Mutterkreuz ·

Es wirkt zunächst wie ein militärischer Orden: ein lateinisches Kreuz mit Tatzenenden, blau-weiß emailliert mit einem silbernen Strahlenkranz um das Zentrum und dem Hakenkreuz darin. Erst die Umschrift „Der deutschen Mutter“ macht klar, dass es sich um das „Ehrenkreuz der Deutschen Mutter“ (Mutterkreuz) handelt. Adolf Hitler hatte die Mutterschaft als das „Schlachtfeld“ der Frau bezeichnet und damit ihren Stellenwert im Rahmen seines Weltbildes markiert.

Nachdem die Nationalsozialisten bereits 1934 den Muttertag zum Feiertag erhoben hatten, wurde am 16. Dezember 1938 das Mutterkreuz gestiftet. Dieses Datum ist auf der Rückseite eingraviert.
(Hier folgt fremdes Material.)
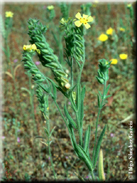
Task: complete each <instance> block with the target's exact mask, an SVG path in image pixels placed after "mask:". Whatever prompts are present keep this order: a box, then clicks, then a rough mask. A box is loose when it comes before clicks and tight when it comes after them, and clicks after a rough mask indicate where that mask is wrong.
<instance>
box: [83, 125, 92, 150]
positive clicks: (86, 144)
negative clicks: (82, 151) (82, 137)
mask: <svg viewBox="0 0 137 183" xmlns="http://www.w3.org/2000/svg"><path fill="white" fill-rule="evenodd" d="M90 132H91V127H90V125H88V128H87V130H86V132H85V138H84V150H85V152H86V153H87V154H89V142H90Z"/></svg>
Der Orden sollte den Kinderwunsch beflügeln, da in der NS-Ideologie eine wachsende „Volksgemeinschaft“ das wichtigste Zukunftskapital Deutschlands darstellte. Auch formal ahmte er militärische Auszeichnungen nach. Die drei verliehenen Stufen waren nach Anzahl der Kinder gegliedert. Ab vier Kindern erhielten die Mütter das bronzene, ab sechs Kindern das silberne und ab acht Kindern das goldene Mutterkreuz. Es gab jedoch keinen Automatismus, vielmehr mussten Kandidatinnen von NS-Organisationen, kommunalen Behörden oder auch Privatleuten vorgeschlagen werden. Daraufhin wurden der Lebenswandel der Frau, ihre Haushaltsführung und Kindererziehung begutachtet, ebenso die politische Einstellung. Dafür waren vor allem Gesundheitsämter, Ärzte und Fürsorgerinnen zuständig, aber ebenso untere Parteidienststellen. Selbstredend kamen nur „arische“ und „erbgesunde“ Frauen für das Mutterkreuz in Betracht.

„Es war für alle Anwesenden, der Theatersaal war voll besetzt, eine erhebende Feierstunde (…). Stolz und erhobenen Hauptes gingen die Mütter, mit den Ehrenkreuzen geschmückt und jede mit einem riesigen Blumenstrauß versehen, aus dem Saal und wurden im dicht besetzten Kurpark immer wieder jubelnd begrüßt.“ Die Schilderung von der Mutterkreuzverleihung im Mai 1940 in Bad Salzuflen lässt erahnen, wie das NS-Regime den Mutterkult zu inszenieren wusste. Das Mutterkreuz sollte nur zu festlichen Anlässen am mitgelieferten Band getragen werden. HJ- und BDM-Mitglieder sollten die Trägerin auf der Straße grüßen wie Inhaber militärischer Auszeichnungen.

Bis September 1941 hatten 4,7 Millionen Frauen das Mutterkreuz erhalten. Frauen mit vielen Kindern, die es nicht vorweisen konnten, gerieten in Gefahr, als asozial oder auf irgendeine Weise nicht regimekonform zu erscheinen. In den Kriegsjahren kam es, wie die Historikerin Irmgard Weyrather herausgefunden hat, häufiger zu Streitigkeiten, wenn Trägerinnen des Mutterkreuzes beim Schlangestehen und bei der Lebensmittelversorgung eine bevorzugte Behandlung erwarteten. Obwohl die Mehrheit das Kreuz durchaus als Würdigung empfand, machte auch das Wort vom „Kaninchenorden“ die Runde. Nach dem Ende der NS-Herrschaft verschwanden viele Mutterkreuze in der Schublade und blieben bis heute erstaunlich oft erhalten.